New car and truck sales were up 4 percent in February as rising home construction and cheap financing kept the U.S. auto recovery on track. While the pace of growth is slowing, industry analysts expect more gains in the coming months, saying there's little that could derail demand for new cars.
"We think the fundamentals are strong, and that's what's important, and that's what's driving the economy," said Kurt McNeil, General Motors' U.S. sales chief.
February sales hit an annualized rate of 15.4 million cars and trucks. That's still short of the recent peak of close to 17 million in 2005, but it's quite healthy compared with the anemic 10.4 million recorded during the recession in 2009.
Jeff Schuster, senior vice president of forecasting for LMC Automotive, a Detroit forecasting firm, raised his full-year sales forecast Friday from 15.1 million to 15.2 million. Schuster said U.S. spending cuts could affect auto sales toward the end of the year, but he doesn't expect that to happen.
"Beyond that or some other external shock, I think it's full speed ahead," he said.
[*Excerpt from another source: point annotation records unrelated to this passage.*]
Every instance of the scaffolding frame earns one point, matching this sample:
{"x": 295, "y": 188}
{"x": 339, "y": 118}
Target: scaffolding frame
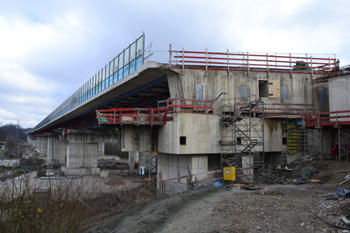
{"x": 242, "y": 131}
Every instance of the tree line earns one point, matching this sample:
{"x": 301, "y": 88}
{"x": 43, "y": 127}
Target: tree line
{"x": 11, "y": 133}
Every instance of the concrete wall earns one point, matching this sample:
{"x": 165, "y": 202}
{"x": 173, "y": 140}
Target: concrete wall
{"x": 174, "y": 166}
{"x": 200, "y": 134}
{"x": 300, "y": 89}
{"x": 43, "y": 145}
{"x": 273, "y": 135}
{"x": 81, "y": 154}
{"x": 137, "y": 138}
{"x": 56, "y": 149}
{"x": 339, "y": 94}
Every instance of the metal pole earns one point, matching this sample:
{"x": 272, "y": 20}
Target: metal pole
{"x": 321, "y": 136}
{"x": 339, "y": 144}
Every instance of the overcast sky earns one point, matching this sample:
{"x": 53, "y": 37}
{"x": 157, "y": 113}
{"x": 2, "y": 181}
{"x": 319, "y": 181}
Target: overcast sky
{"x": 48, "y": 49}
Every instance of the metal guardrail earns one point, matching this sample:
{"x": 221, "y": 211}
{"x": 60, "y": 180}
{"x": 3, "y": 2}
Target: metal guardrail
{"x": 327, "y": 118}
{"x": 251, "y": 62}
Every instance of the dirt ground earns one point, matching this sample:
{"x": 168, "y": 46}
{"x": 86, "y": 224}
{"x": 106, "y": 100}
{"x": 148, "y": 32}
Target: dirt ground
{"x": 280, "y": 207}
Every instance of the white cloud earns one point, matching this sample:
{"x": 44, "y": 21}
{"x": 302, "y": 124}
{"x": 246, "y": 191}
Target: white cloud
{"x": 4, "y": 114}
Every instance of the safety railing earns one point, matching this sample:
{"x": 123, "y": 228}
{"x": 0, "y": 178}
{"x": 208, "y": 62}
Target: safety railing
{"x": 251, "y": 62}
{"x": 327, "y": 118}
{"x": 135, "y": 116}
{"x": 276, "y": 110}
{"x": 153, "y": 116}
{"x": 187, "y": 105}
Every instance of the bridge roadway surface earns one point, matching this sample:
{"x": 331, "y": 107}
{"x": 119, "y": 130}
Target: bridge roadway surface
{"x": 141, "y": 89}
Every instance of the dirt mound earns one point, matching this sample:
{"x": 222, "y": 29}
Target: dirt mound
{"x": 115, "y": 180}
{"x": 167, "y": 209}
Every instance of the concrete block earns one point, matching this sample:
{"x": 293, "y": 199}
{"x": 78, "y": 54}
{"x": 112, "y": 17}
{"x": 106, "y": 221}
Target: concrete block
{"x": 104, "y": 174}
Truck sales boomed in February as more new homes were built. McNeil said GM's pickup sales to small businesses were up 40 percent from a year ago, which is a strong signal of confidence in the underlying economy.
"This is probably the beginning of the strong comeback of trucks that we're going to see for the rest of year," said Jesse Toprak, a senior industry analyst with the car buying site TrueCar.com.
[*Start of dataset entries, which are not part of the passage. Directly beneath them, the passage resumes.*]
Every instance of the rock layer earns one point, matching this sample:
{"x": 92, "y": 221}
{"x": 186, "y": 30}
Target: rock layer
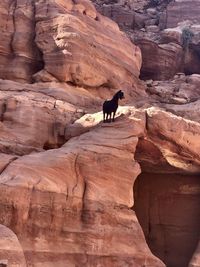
{"x": 78, "y": 213}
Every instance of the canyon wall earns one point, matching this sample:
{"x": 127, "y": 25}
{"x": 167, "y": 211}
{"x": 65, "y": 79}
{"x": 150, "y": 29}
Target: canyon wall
{"x": 167, "y": 33}
{"x": 79, "y": 192}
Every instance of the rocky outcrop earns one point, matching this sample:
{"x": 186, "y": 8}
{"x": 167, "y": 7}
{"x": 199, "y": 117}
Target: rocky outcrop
{"x": 159, "y": 28}
{"x": 179, "y": 11}
{"x": 61, "y": 41}
{"x": 74, "y": 204}
{"x": 76, "y": 191}
{"x": 11, "y": 252}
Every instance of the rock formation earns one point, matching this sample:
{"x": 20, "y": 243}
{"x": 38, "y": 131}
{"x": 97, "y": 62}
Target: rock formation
{"x": 76, "y": 191}
{"x": 158, "y": 28}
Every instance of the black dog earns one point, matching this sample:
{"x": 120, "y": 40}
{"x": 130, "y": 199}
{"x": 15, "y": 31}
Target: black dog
{"x": 110, "y": 106}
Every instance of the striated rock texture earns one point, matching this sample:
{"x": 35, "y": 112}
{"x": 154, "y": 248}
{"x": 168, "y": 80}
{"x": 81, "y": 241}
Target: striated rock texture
{"x": 11, "y": 252}
{"x": 59, "y": 40}
{"x": 158, "y": 28}
{"x": 76, "y": 191}
{"x": 69, "y": 207}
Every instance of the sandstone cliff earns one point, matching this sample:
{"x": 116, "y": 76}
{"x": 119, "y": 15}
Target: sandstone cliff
{"x": 76, "y": 191}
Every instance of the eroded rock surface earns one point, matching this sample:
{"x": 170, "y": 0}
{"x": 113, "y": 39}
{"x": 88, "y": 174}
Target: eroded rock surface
{"x": 73, "y": 205}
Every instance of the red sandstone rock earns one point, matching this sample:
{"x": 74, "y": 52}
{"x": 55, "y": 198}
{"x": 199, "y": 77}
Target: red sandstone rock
{"x": 71, "y": 201}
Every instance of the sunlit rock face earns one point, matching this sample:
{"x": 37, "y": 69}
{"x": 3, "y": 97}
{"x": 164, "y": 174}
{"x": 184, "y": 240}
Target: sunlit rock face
{"x": 68, "y": 181}
{"x": 63, "y": 40}
{"x": 157, "y": 27}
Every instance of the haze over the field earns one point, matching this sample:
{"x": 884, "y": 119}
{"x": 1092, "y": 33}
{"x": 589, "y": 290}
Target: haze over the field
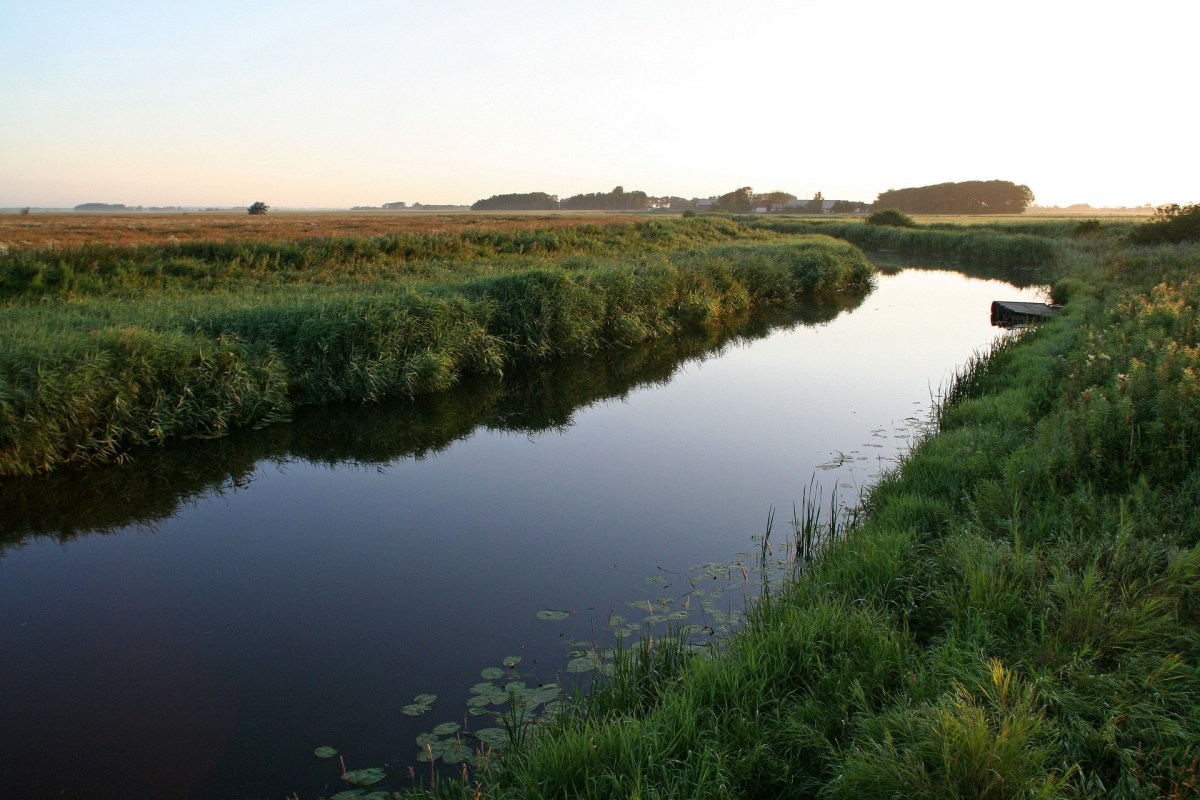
{"x": 304, "y": 103}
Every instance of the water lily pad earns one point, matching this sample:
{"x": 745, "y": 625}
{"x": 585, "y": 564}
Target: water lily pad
{"x": 544, "y": 693}
{"x": 552, "y": 614}
{"x": 365, "y": 777}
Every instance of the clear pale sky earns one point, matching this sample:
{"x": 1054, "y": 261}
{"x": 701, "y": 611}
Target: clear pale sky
{"x": 363, "y": 102}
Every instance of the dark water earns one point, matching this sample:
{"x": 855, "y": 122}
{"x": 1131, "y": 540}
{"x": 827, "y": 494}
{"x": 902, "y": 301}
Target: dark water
{"x": 195, "y": 624}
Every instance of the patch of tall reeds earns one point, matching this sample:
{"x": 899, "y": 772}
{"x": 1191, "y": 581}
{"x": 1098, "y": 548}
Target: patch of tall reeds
{"x": 85, "y": 380}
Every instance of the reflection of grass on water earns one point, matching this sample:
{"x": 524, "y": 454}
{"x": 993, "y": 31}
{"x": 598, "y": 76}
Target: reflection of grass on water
{"x": 532, "y": 398}
{"x": 93, "y": 367}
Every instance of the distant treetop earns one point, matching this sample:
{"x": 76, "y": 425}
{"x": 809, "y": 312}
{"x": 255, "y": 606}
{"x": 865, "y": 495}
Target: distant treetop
{"x": 967, "y": 197}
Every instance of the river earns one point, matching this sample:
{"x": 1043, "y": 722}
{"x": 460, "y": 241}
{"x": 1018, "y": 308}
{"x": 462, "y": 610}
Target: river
{"x": 196, "y": 623}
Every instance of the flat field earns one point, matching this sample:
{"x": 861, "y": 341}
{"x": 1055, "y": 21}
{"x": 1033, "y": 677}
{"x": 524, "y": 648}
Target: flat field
{"x": 71, "y": 229}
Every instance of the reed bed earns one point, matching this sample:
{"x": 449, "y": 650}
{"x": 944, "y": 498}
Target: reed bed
{"x": 88, "y": 376}
{"x": 987, "y": 244}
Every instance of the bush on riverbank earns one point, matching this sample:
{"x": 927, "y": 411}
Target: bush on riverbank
{"x": 87, "y": 380}
{"x": 1017, "y": 615}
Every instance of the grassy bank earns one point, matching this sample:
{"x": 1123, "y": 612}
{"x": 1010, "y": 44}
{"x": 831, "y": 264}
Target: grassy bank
{"x": 112, "y": 348}
{"x": 1017, "y": 612}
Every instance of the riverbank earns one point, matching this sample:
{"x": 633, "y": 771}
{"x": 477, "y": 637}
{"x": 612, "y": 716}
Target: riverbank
{"x": 1015, "y": 613}
{"x": 111, "y": 348}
To keep up that momentum, GM announced that it will offer free scheduled maintenance for two years or 24,000 miles on its full-sized Chevrolet and GMC trucks. The offer runs through April.
GM's sales rose 7 percent to their highest February level since 2008. Chevrolet Silverado pickup sales jumped 29 percent, which helped make up for faltering sales of cars such as the Chevrolet Malibu and Cruze.
Ford's sales increased 9 percent. Ford reported a 15 percent gain for its F-Series pickups, which are the best-selling vehicles in the United States. The company also posted record February totals for the Escape SUV and Fusion sedan. Fusion sales were up 28 percent, and Escape sales rose 29 percent.
Ford said it plans to increase North American production by 9 percent in the second quarter compared with the same period in 2012.
Toyota's sales were up just over 4 percent, with strong sales of the RAV4 small SUV and Avalon large sedan. Tundra pickup sales also jumped 16 percent. Despite higher gas prices, sales of the Prius hybrid were down 13.5 percent.